El Cierre y su Legado

La información sobre el estado operativo del restaurante ha sido confusa incluso para sus clientes. Una reseña menciona que, a pesar de que en Google aparecía como cerrado, lo encontraron abierto por casualidad. Esta anécdota, sumada a los diferentes estados que ha mostrado online ("cerrado temporalmente" y "cerrado permanentemente"), refleja una etapa final de incertidumbre. Finalmente, la confirmación de su cierre definitivo pone fin a la trayectoria de un establecimiento que, con sus luces y sus sombras, formó parte del tejido hostelero de Villa del Río.
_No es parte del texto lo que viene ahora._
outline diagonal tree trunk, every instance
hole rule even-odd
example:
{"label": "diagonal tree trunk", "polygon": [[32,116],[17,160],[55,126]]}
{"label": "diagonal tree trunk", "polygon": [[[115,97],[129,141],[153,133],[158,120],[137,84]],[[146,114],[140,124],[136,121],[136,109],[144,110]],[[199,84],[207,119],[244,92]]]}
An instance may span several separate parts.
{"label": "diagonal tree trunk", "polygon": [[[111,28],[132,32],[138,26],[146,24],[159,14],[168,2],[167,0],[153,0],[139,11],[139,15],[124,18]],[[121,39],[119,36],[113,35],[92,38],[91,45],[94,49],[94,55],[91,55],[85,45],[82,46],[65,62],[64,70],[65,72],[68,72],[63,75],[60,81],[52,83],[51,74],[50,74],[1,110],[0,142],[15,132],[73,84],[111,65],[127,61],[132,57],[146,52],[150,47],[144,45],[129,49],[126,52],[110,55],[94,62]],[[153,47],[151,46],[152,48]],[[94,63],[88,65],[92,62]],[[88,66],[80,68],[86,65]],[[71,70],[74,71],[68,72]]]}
el Restaurante K-SANA será recordado como un lugar donde la comida casera, especialmente sus croquetas y platos de bacalao, brillaba con luz propia a precios muy competitivos. Fue un negocio que supo ganarse a una clientela fiel gracias a su cocina honesta y sabrosa. No obstante, la disparidad de opiniones sobre el trato y el servicio sugiere que la experiencia podía variar notablemente. Aunque sus puertas ya no estén abiertas para recibir a nuevos comensales, su recuerdo perdura en el paladar de quienes disfrutaron de su cocina.